Four men have been charged with singing what is a very offensive song about Sol Campbell after a unified decision by “people in football” that things had gone “too far”.

Harry Redknapp led the charge against Spurs fans – how ironic – and he was right to do so, His comments about not being able to understand the mentality of a Father who sings a racist, homophobic and generally nasty song in front of his son is echoed throughout the land. Almost no one outside of a football ground will understand the reason why such chanting is necessary, as will a good few people inside it.

All of which is right and proper – although gives rise to interesting questions – but why was the line drawn at Sol Campbell and Spurs?

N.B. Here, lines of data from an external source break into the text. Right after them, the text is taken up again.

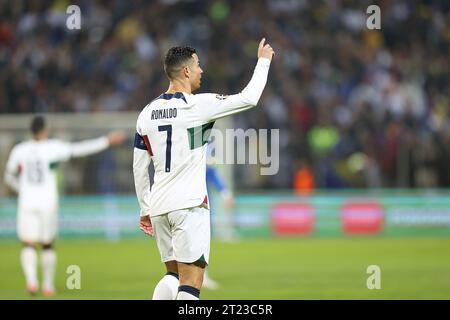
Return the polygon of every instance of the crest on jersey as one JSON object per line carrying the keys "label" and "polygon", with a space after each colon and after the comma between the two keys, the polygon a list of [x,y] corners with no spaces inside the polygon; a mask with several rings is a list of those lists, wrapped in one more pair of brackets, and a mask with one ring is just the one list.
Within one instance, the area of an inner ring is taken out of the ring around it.
{"label": "crest on jersey", "polygon": [[225,100],[226,98],[228,98],[228,95],[216,94],[216,98],[219,99],[219,100]]}

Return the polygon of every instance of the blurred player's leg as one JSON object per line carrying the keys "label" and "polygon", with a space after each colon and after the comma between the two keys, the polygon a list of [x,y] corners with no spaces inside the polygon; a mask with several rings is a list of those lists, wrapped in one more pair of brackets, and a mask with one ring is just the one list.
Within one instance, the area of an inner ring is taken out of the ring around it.
{"label": "blurred player's leg", "polygon": [[222,232],[220,234],[220,240],[228,243],[238,242],[239,237],[237,235],[235,222],[233,220],[233,209],[225,207],[222,215]]}
{"label": "blurred player's leg", "polygon": [[180,285],[177,262],[168,261],[165,264],[167,273],[156,285],[152,300],[175,300],[177,297]]}
{"label": "blurred player's leg", "polygon": [[39,289],[37,279],[37,251],[42,221],[35,210],[19,207],[17,214],[17,235],[24,244],[20,253],[20,262],[27,283],[27,291],[35,294]]}
{"label": "blurred player's leg", "polygon": [[41,253],[42,293],[45,296],[55,294],[54,278],[56,268],[56,253],[51,244],[43,245]]}
{"label": "blurred player's leg", "polygon": [[220,238],[222,241],[225,242],[236,242],[237,235],[234,225],[234,197],[231,194],[231,192],[223,192],[222,193],[222,199],[223,199],[223,208],[222,210],[218,210],[218,216],[221,217],[220,220],[220,226],[221,226],[221,233]]}
{"label": "blurred player's leg", "polygon": [[217,281],[214,281],[209,277],[208,270],[205,269],[205,274],[203,276],[203,288],[209,289],[209,290],[217,290],[219,289],[219,284]]}
{"label": "blurred player's leg", "polygon": [[53,241],[56,238],[58,228],[58,215],[56,207],[44,208],[41,210],[42,216],[42,293],[45,296],[55,294],[55,268],[56,252],[53,249]]}
{"label": "blurred player's leg", "polygon": [[37,252],[34,244],[27,243],[24,245],[20,253],[20,262],[27,282],[27,291],[34,295],[39,288],[37,279]]}

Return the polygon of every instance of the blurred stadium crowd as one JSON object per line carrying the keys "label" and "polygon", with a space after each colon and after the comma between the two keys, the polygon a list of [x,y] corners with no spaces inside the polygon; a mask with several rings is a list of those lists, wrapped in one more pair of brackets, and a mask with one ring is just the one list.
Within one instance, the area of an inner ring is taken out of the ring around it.
{"label": "blurred stadium crowd", "polygon": [[[81,30],[66,8],[81,8]],[[368,30],[366,8],[381,8]],[[0,113],[138,111],[167,88],[166,50],[199,51],[201,91],[236,93],[259,39],[277,51],[261,108],[280,171],[238,188],[450,187],[450,2],[0,1]],[[1,116],[1,115],[0,115]],[[255,171],[256,172],[256,171]]]}

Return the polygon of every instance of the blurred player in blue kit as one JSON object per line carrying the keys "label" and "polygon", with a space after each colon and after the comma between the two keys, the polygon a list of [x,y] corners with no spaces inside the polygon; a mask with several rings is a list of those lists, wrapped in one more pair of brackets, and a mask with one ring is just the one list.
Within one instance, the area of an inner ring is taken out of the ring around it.
{"label": "blurred player in blue kit", "polygon": [[[206,166],[206,187],[208,190],[208,194],[210,195],[210,199],[213,198],[211,197],[212,194],[211,188],[213,188],[220,194],[220,197],[222,198],[224,204],[225,209],[224,213],[226,215],[226,217],[224,218],[226,219],[220,220],[221,222],[220,227],[222,229],[222,234],[220,235],[220,237],[226,241],[234,240],[235,235],[233,230],[233,221],[231,217],[232,214],[231,210],[234,207],[234,197],[229,188],[227,188],[225,181],[220,176],[219,170],[214,165]],[[210,201],[210,205],[212,208],[214,208],[212,200]],[[211,210],[211,214],[214,214],[214,210]],[[216,221],[219,221],[217,215],[218,214],[216,213]],[[210,290],[216,290],[219,288],[219,284],[215,280],[211,279],[207,269],[205,270],[205,275],[203,277],[203,287]]]}

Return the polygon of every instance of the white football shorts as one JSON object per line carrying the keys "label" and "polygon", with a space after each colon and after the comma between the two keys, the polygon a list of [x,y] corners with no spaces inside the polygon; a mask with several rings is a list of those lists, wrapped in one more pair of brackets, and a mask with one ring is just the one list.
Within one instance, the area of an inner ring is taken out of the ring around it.
{"label": "white football shorts", "polygon": [[151,217],[162,262],[209,263],[210,214],[205,207],[172,211]]}
{"label": "white football shorts", "polygon": [[20,208],[17,214],[17,235],[22,242],[50,244],[58,232],[56,208]]}

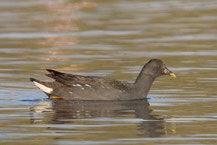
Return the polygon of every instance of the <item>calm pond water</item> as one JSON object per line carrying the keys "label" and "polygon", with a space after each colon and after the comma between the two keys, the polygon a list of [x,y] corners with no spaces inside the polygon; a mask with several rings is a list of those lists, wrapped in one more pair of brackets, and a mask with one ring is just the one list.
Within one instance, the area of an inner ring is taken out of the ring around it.
{"label": "calm pond water", "polygon": [[[216,0],[1,0],[0,144],[217,144]],[[52,102],[46,68],[133,81],[151,58],[148,100]]]}

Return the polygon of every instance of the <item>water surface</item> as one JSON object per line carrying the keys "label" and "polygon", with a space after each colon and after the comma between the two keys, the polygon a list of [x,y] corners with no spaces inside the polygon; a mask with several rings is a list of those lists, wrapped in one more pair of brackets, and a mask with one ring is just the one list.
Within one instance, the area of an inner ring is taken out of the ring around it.
{"label": "water surface", "polygon": [[[216,144],[215,0],[1,0],[0,144]],[[52,102],[46,68],[133,82],[151,58],[148,100]]]}

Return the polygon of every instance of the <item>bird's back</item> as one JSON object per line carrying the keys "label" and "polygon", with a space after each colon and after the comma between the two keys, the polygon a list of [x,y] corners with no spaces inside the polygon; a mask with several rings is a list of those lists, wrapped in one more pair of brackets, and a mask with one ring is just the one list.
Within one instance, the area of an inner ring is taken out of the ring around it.
{"label": "bird's back", "polygon": [[64,100],[122,100],[126,97],[131,84],[108,78],[81,76],[48,70],[48,77],[54,82],[39,82],[52,88],[47,93],[51,98]]}

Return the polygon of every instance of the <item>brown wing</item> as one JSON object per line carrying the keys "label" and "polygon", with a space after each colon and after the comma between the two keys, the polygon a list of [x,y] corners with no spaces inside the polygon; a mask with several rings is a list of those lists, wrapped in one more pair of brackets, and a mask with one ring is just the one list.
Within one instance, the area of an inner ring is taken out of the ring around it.
{"label": "brown wing", "polygon": [[47,76],[55,80],[54,84],[61,84],[52,93],[64,100],[114,100],[123,96],[131,85],[102,77],[73,75],[50,69],[47,71]]}
{"label": "brown wing", "polygon": [[83,80],[83,76],[80,75],[62,73],[51,69],[47,69],[47,71],[49,72],[49,74],[46,74],[48,77],[66,86],[72,86],[73,84],[78,83],[79,80]]}
{"label": "brown wing", "polygon": [[73,74],[67,74],[62,73],[59,71],[47,69],[49,74],[47,74],[48,77],[53,78],[58,83],[61,83],[63,85],[66,85],[68,87],[73,87],[75,84],[80,85],[91,85],[92,87],[98,88],[98,87],[104,87],[104,88],[115,88],[115,89],[126,89],[126,83],[112,80],[112,79],[106,79],[102,77],[96,77],[96,76],[81,76],[81,75],[73,75]]}

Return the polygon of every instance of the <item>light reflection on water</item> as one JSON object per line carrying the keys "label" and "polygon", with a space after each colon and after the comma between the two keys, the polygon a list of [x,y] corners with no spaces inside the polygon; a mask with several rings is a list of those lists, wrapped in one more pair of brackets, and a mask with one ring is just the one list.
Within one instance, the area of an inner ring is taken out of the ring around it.
{"label": "light reflection on water", "polygon": [[[0,143],[215,144],[215,0],[0,2]],[[151,58],[177,79],[148,101],[52,102],[45,68],[133,82]],[[150,105],[149,105],[150,104]]]}

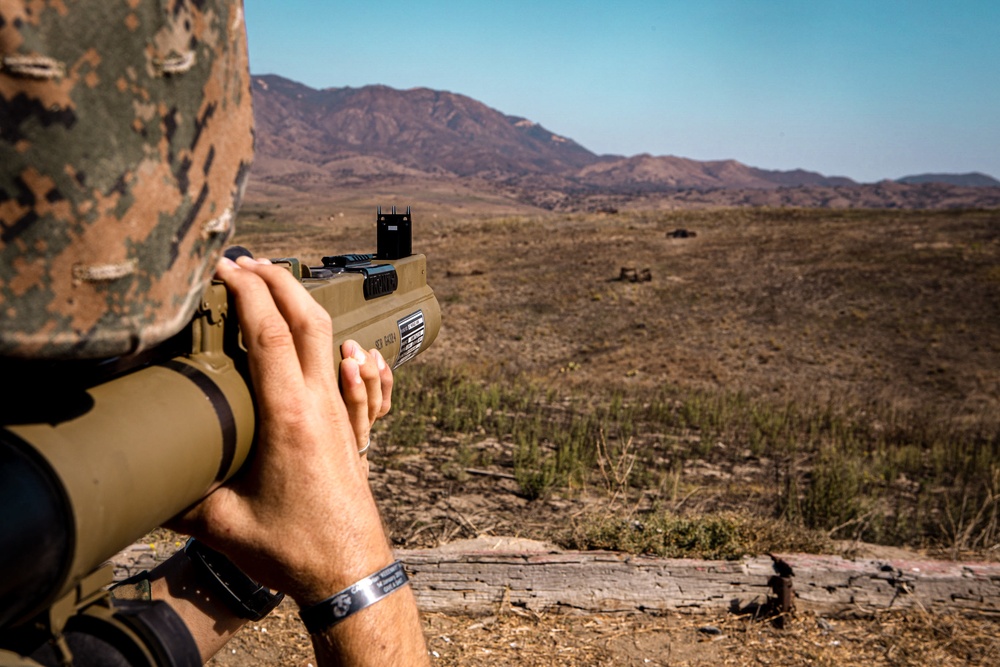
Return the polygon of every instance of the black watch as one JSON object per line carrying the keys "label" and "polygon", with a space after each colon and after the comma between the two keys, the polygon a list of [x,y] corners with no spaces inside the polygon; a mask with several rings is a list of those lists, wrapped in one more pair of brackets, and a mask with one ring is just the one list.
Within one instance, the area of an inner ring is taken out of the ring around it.
{"label": "black watch", "polygon": [[233,561],[193,537],[184,545],[184,553],[240,618],[259,621],[285,598],[284,593],[272,593],[267,586],[243,574]]}

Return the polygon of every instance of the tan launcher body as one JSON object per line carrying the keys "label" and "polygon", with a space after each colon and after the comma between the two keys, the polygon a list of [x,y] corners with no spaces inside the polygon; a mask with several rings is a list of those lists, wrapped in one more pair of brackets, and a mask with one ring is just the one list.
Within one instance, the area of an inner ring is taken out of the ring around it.
{"label": "tan launcher body", "polygon": [[[375,276],[276,261],[333,318],[338,368],[330,369],[330,382],[337,382],[340,345],[349,338],[398,366],[438,333],[441,311],[423,255],[369,261]],[[73,405],[43,416],[3,410],[0,628],[53,605],[81,604],[104,561],[243,465],[254,406],[223,285],[208,288],[188,334],[180,337],[189,346],[183,353],[81,388]],[[8,388],[11,380],[4,379]]]}

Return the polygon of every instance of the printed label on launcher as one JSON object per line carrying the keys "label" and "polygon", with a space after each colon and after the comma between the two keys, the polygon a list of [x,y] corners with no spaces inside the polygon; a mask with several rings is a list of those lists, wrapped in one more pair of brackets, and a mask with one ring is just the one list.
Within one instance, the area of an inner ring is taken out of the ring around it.
{"label": "printed label on launcher", "polygon": [[399,357],[395,368],[417,356],[424,342],[424,311],[418,310],[397,323],[399,326]]}

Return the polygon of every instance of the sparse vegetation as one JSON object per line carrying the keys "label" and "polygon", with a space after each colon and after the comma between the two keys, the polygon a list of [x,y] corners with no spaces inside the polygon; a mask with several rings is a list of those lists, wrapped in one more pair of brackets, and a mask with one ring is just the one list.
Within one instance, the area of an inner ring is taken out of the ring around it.
{"label": "sparse vegetation", "polygon": [[[473,228],[475,253],[455,254]],[[996,213],[624,211],[426,233],[448,338],[399,371],[385,451],[488,451],[522,498],[587,520],[603,498],[629,519],[740,509],[1000,550]],[[625,265],[653,280],[615,281]],[[568,539],[553,519],[529,532]]]}
{"label": "sparse vegetation", "polygon": [[[265,217],[237,240],[267,256],[363,250],[374,203],[414,205],[445,328],[397,371],[369,454],[397,547],[516,535],[731,558],[843,552],[835,537],[1000,557],[1000,212],[622,200],[615,215],[500,219],[442,188],[392,192],[338,193],[333,224],[313,204],[245,207]],[[680,228],[697,237],[666,236]],[[623,266],[652,279],[615,280]],[[705,641],[705,625],[725,637]],[[800,610],[777,630],[501,602],[425,627],[437,660],[461,665],[632,664],[639,647],[671,664],[986,665],[998,651],[995,621],[938,612]],[[267,632],[215,664],[275,637],[275,664],[309,659],[294,613]]]}
{"label": "sparse vegetation", "polygon": [[666,558],[734,560],[770,552],[825,553],[829,538],[817,531],[789,531],[775,519],[745,512],[678,515],[649,512],[637,518],[592,515],[569,540],[577,549],[608,549]]}
{"label": "sparse vegetation", "polygon": [[[873,404],[678,387],[559,396],[523,378],[482,379],[430,365],[399,376],[397,403],[405,407],[380,435],[387,448],[412,450],[442,434],[504,443],[520,492],[532,500],[556,489],[602,493],[628,520],[648,522],[666,516],[659,507],[677,504],[674,471],[700,463],[726,480],[715,490],[719,508],[741,506],[742,485],[773,480],[755,508],[761,520],[956,550],[1000,539],[1000,427],[991,418],[957,424]],[[733,472],[738,466],[746,468],[742,477]],[[648,548],[617,529],[598,540],[605,548],[610,534],[622,536],[618,548]]]}

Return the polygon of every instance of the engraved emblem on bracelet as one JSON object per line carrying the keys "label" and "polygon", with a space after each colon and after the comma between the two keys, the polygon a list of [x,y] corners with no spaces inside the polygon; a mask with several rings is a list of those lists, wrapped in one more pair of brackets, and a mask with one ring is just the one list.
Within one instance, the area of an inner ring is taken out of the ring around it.
{"label": "engraved emblem on bracelet", "polygon": [[351,596],[347,593],[341,593],[333,600],[333,615],[336,618],[343,618],[347,616],[347,612],[351,611],[351,603],[353,600]]}

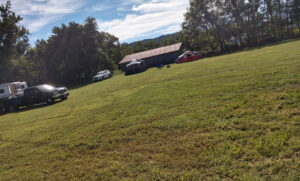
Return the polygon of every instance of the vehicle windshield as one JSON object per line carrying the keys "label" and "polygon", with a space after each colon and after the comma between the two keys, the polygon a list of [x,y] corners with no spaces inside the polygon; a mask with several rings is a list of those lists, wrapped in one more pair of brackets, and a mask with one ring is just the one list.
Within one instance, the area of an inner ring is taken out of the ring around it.
{"label": "vehicle windshield", "polygon": [[104,72],[98,72],[97,75],[102,75]]}
{"label": "vehicle windshield", "polygon": [[45,90],[54,90],[55,88],[52,86],[52,85],[42,85],[41,86],[42,89],[45,89]]}
{"label": "vehicle windshield", "polygon": [[21,84],[16,84],[16,89],[17,89],[18,91],[22,90],[22,85],[21,85]]}

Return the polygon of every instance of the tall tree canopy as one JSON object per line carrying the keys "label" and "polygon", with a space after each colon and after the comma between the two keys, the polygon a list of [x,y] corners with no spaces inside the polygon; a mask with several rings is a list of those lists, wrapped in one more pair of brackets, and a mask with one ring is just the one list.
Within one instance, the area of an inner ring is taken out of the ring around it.
{"label": "tall tree canopy", "polygon": [[11,60],[23,55],[29,47],[28,31],[18,25],[21,20],[22,17],[11,10],[10,1],[0,5],[0,82],[10,79]]}
{"label": "tall tree canopy", "polygon": [[223,52],[299,35],[299,12],[299,0],[190,0],[182,27],[191,48]]}
{"label": "tall tree canopy", "polygon": [[118,38],[99,32],[95,18],[88,17],[83,24],[75,22],[54,27],[47,41],[38,41],[27,54],[34,62],[42,80],[58,84],[79,84],[91,79],[100,70],[113,71]]}
{"label": "tall tree canopy", "polygon": [[117,37],[99,32],[95,18],[83,24],[70,22],[54,27],[48,40],[28,44],[28,30],[19,26],[22,17],[11,2],[0,5],[0,82],[76,85],[100,70],[117,68],[121,44]]}

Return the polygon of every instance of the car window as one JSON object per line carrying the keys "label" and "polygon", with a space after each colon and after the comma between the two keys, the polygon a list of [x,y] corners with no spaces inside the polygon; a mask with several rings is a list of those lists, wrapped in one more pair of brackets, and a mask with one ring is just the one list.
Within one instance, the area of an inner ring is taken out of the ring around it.
{"label": "car window", "polygon": [[38,94],[40,91],[38,89],[33,89],[34,94]]}
{"label": "car window", "polygon": [[0,94],[4,94],[4,89],[0,89]]}
{"label": "car window", "polygon": [[30,91],[30,90],[25,89],[25,90],[24,90],[24,94],[25,94],[25,95],[28,95],[28,94],[29,94],[29,91]]}
{"label": "car window", "polygon": [[32,94],[33,89],[25,89],[24,90],[24,94],[25,95],[31,95]]}
{"label": "car window", "polygon": [[186,57],[191,57],[191,56],[192,56],[191,54],[187,54],[187,55],[186,55]]}
{"label": "car window", "polygon": [[17,84],[16,88],[17,88],[17,91],[22,91],[24,89],[24,86]]}

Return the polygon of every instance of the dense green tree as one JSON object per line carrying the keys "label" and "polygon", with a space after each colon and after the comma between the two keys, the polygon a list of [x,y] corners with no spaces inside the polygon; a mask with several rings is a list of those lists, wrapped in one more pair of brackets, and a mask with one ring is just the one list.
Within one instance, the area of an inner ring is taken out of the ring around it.
{"label": "dense green tree", "polygon": [[146,50],[144,44],[141,41],[135,42],[132,46],[132,49],[134,53],[142,52]]}
{"label": "dense green tree", "polygon": [[45,58],[49,81],[80,84],[97,71],[116,68],[111,55],[118,48],[118,39],[97,29],[97,22],[91,17],[83,24],[71,22],[53,28],[41,56]]}
{"label": "dense green tree", "polygon": [[97,71],[115,70],[114,61],[121,59],[118,38],[99,32],[95,18],[54,27],[48,40],[29,49],[28,31],[18,25],[22,17],[11,10],[11,2],[0,5],[0,12],[0,82],[76,85]]}
{"label": "dense green tree", "polygon": [[291,6],[291,19],[292,23],[298,26],[298,32],[300,32],[300,0],[289,1]]}
{"label": "dense green tree", "polygon": [[45,52],[47,42],[38,40],[35,47],[28,50],[25,56],[19,59],[16,68],[19,70],[18,78],[15,80],[27,81],[30,85],[36,85],[47,80],[47,67]]}
{"label": "dense green tree", "polygon": [[160,42],[150,40],[144,43],[145,50],[151,50],[160,47]]}
{"label": "dense green tree", "polygon": [[295,36],[299,7],[299,0],[190,0],[182,32],[203,52],[256,46]]}
{"label": "dense green tree", "polygon": [[168,46],[168,45],[173,45],[173,44],[181,43],[181,42],[184,42],[184,37],[183,37],[183,33],[180,31],[180,32],[173,34],[172,36],[164,38],[160,42],[160,46]]}
{"label": "dense green tree", "polygon": [[28,31],[19,26],[22,17],[11,10],[11,2],[0,5],[0,82],[9,81],[13,77],[13,66],[16,61],[12,59],[22,56],[28,44]]}
{"label": "dense green tree", "polygon": [[38,40],[18,66],[20,74],[31,84],[53,83],[76,85],[89,81],[98,71],[116,69],[119,58],[116,37],[99,32],[95,18],[83,24],[70,22],[54,27],[47,41]]}
{"label": "dense green tree", "polygon": [[120,47],[121,59],[124,58],[126,55],[130,55],[132,53],[133,53],[133,47],[131,45],[129,45],[128,43],[121,44],[121,47]]}
{"label": "dense green tree", "polygon": [[122,59],[121,44],[119,39],[109,33],[101,32],[103,50],[109,55],[110,59],[117,65]]}

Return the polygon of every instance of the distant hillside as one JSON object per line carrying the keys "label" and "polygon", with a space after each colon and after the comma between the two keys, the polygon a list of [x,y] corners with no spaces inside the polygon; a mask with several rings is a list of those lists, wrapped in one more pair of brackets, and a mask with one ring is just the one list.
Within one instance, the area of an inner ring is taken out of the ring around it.
{"label": "distant hillside", "polygon": [[149,41],[156,41],[156,42],[162,42],[164,39],[166,39],[166,38],[170,38],[170,37],[172,37],[172,36],[174,36],[174,35],[176,35],[176,34],[178,34],[179,32],[177,32],[177,33],[172,33],[172,34],[167,34],[167,35],[162,35],[162,36],[159,36],[159,37],[157,37],[157,38],[153,38],[153,39],[145,39],[145,40],[141,40],[141,41],[135,41],[135,42],[132,42],[132,43],[130,43],[129,45],[134,45],[135,43],[137,43],[137,42],[141,42],[141,43],[146,43],[146,42],[149,42]]}

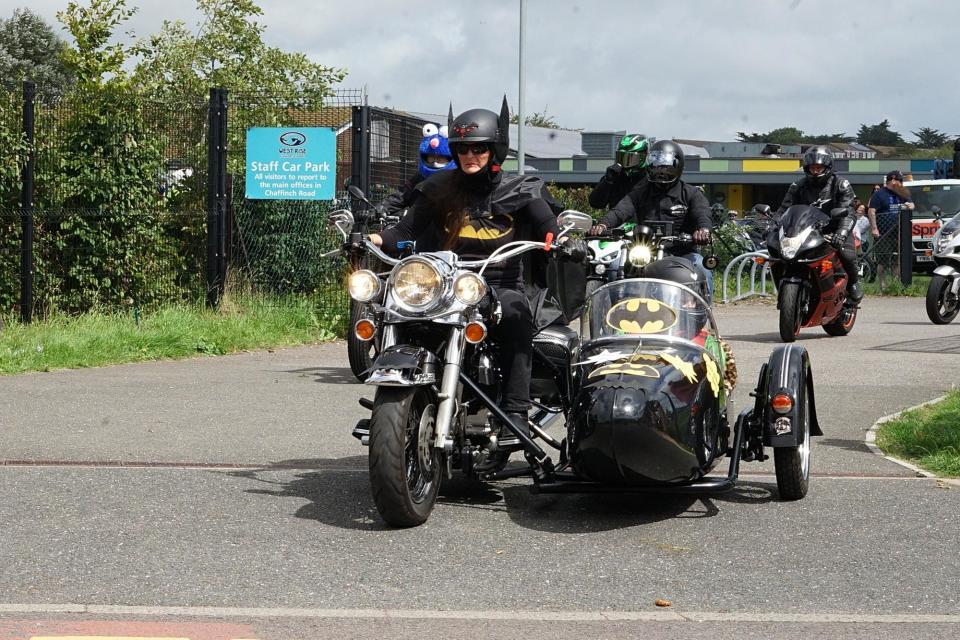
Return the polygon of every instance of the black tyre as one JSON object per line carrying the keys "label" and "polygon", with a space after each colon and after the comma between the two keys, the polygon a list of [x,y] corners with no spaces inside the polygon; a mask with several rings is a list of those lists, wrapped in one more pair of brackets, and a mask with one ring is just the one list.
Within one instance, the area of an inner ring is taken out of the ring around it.
{"label": "black tyre", "polygon": [[807,495],[810,487],[810,405],[806,384],[806,379],[802,380],[799,390],[800,445],[773,449],[773,467],[781,500],[799,500]]}
{"label": "black tyre", "polygon": [[933,324],[950,324],[960,312],[960,299],[950,293],[950,278],[934,274],[927,286],[927,317]]}
{"label": "black tyre", "polygon": [[360,319],[360,308],[359,302],[350,301],[350,326],[347,327],[347,358],[350,360],[350,371],[353,372],[357,380],[363,382],[367,379],[367,369],[373,365],[373,354],[376,349],[375,342],[377,337],[364,342],[354,333],[353,325]]}
{"label": "black tyre", "polygon": [[857,308],[844,307],[840,316],[830,324],[823,325],[823,330],[831,336],[845,336],[853,330],[853,325],[857,321]]}
{"label": "black tyre", "polygon": [[[584,291],[583,299],[584,301],[590,300],[590,295],[593,294],[602,283],[599,280],[587,280],[587,288]],[[590,328],[590,318],[587,317],[586,308],[584,312],[580,314],[580,335],[587,335]]]}
{"label": "black tyre", "polygon": [[780,339],[793,342],[803,324],[803,288],[796,282],[785,282],[780,289]]}
{"label": "black tyre", "polygon": [[431,439],[436,409],[426,388],[377,389],[370,417],[370,487],[387,524],[414,527],[433,511],[442,466]]}

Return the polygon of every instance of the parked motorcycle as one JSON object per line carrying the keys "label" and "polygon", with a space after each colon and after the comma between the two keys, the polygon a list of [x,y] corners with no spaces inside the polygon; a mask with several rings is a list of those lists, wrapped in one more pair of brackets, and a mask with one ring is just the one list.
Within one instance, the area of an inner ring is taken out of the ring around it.
{"label": "parked motorcycle", "polygon": [[803,327],[822,326],[831,336],[845,336],[857,320],[857,305],[847,300],[840,256],[829,234],[821,231],[829,222],[817,203],[794,205],[768,234],[784,342],[796,340]]}
{"label": "parked motorcycle", "polygon": [[934,324],[949,324],[960,312],[960,214],[933,234],[936,268],[927,285],[927,316]]}
{"label": "parked motorcycle", "polygon": [[[331,216],[343,232],[348,211]],[[585,231],[589,216],[565,211],[560,236]],[[351,242],[349,234],[344,239]],[[636,263],[655,247],[632,244]],[[529,416],[531,435],[516,428],[498,407],[501,354],[487,340],[498,308],[483,280],[487,265],[527,251],[553,249],[544,243],[509,243],[486,260],[462,261],[446,252],[386,256],[356,242],[391,267],[380,277],[351,274],[351,297],[368,316],[353,330],[362,339],[383,336],[366,384],[377,387],[369,419],[353,435],[369,446],[370,482],[383,519],[414,526],[429,517],[440,483],[459,471],[476,480],[530,476],[541,493],[719,492],[736,481],[741,460],[763,460],[774,447],[781,498],[799,499],[809,483],[810,437],[820,435],[810,362],[802,347],[786,346],[760,371],[754,406],[731,429],[726,400],[733,380],[707,301],[669,281],[627,278],[600,286],[586,305],[582,335],[565,321],[534,338]],[[628,251],[628,260],[629,253]],[[569,264],[550,278],[556,299],[570,318],[583,306],[583,269]],[[570,287],[575,274],[580,281]],[[581,340],[583,343],[581,344]],[[547,427],[566,418],[566,437]],[[519,441],[503,446],[499,429]],[[554,463],[541,444],[556,449]],[[527,466],[504,468],[521,449]],[[707,477],[723,455],[726,476]]]}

As a Bradford City fan I have this season had to sit in a football ground listening to home fans singing mocking songs about the fire of 1985 on more than one occasion – in fact I can tell you having ill advisedly sat at Huddersfield Town with the collection of supporters who sit on the river bank side closest the away fans delight in it – so why is it that no one has been arrested, cautioned, questioned, accused of behaviour likely to cause affray or any of those other laws which – rightly or wrongly – are being used against the Campbell chanters?

I’m no legal expert so I’m not able to answer that question returning to Redknapp’s bafflement at the mindset of people who would engage in such chanting and adding my own belief that some self-policing in the form of right-minded fans booing the offenders would not go amiss. After all football fans seem capable of booing almost anything else.

It seems that the Campbell chanters are guilty of committing an offence at the wrong place and the wrong time and to be made an example of – they get no sympathy from me – but how much the lessons will be learnt by fans the length of the land, and what those questions are, is debatable.

Will the police be arresting Huddersfield Town supporters in the situation out lined above? Would they have moved in against the Bradford City fans who sang songs about cockle pickers at Morecambe last year? Will they arrest the guy behind me who shouted that Barry Conlon was a useless twat and should be substituted on Saturday? Doing so would have robbed me of the satisfaction of watching him cheer though gritted teeth after he scored.

What chanting is acceptable? David James believes that anything not racist or homophobic is allowed while others would suggest it is anything legal but the morality of grown men screaming swears until faces turn red at kids barely out of their teens troubles me greatly. I would suggest the people singing songs about the fire are worse than those swearing, being racist to or homophobic towards players but I’d say they were all under line of what should be acceptable.

I wonder about football when it has to look for law and browbeating debates on manners to decide whether or not deliberate offence of these kinds are socially acceptable.